Re weeds – in my opinion you only achieve the liberty of choosing when you have gardened a plot for more than seven years or so (yes, I’m thinking of the old saying). There’s no trouble differentiating in my garden at the moment – they are still mostly VERY BAD weeds. But it’s nice to read comments from people who have the luxury of choice!
Anyway – keep on being realistic and inspiring other folk like me! And I hope that I’ll be able to visit Veddvw eventually, having been encouraged from afar!
Thank you, Cathy! That 7 years saying was based on seeding: mulching keeps down seeding of both desirable plants and weeds (except cleavers, which seems to have a special ‘get through anything’ mechanism.) That and close planting of vigorous plants helps a lot I believe.
And I do hope I’ll meet you here before too much longer. Xxx
It’s a tricky game this allowing of natural processes into the garden and its scheme.

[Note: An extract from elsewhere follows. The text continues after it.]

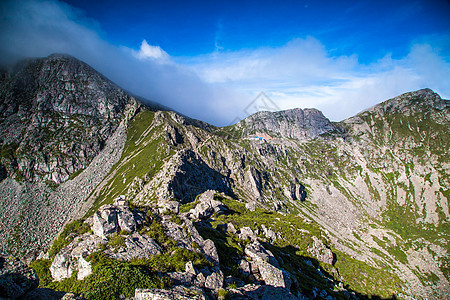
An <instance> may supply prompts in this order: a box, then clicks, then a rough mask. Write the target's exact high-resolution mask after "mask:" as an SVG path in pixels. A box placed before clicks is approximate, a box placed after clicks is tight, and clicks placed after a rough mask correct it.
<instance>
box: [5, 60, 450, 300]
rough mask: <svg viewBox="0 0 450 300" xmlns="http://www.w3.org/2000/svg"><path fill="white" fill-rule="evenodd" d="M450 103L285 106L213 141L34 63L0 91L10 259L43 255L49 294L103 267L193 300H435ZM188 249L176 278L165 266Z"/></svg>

This year I have been caught out by being too slow to take control of the woodland meadows which in the drought and heat have burned brown and will now re-green after their mowing very slowly but never mind at least the buttercup and ground elder are relinquishing some of their gains of 2012.
Tricky – but that’s the dance…
Good blog, thanks! I’m always a fan of things not looking too neat -reminds me of the excellent little book ‘No nettles required’ by Ken Thompson which argues that this sort of approach is actually much better for encouraging wildlife than entirely wild spaces.
Thank you.That is a great title and a very sane book, I believe.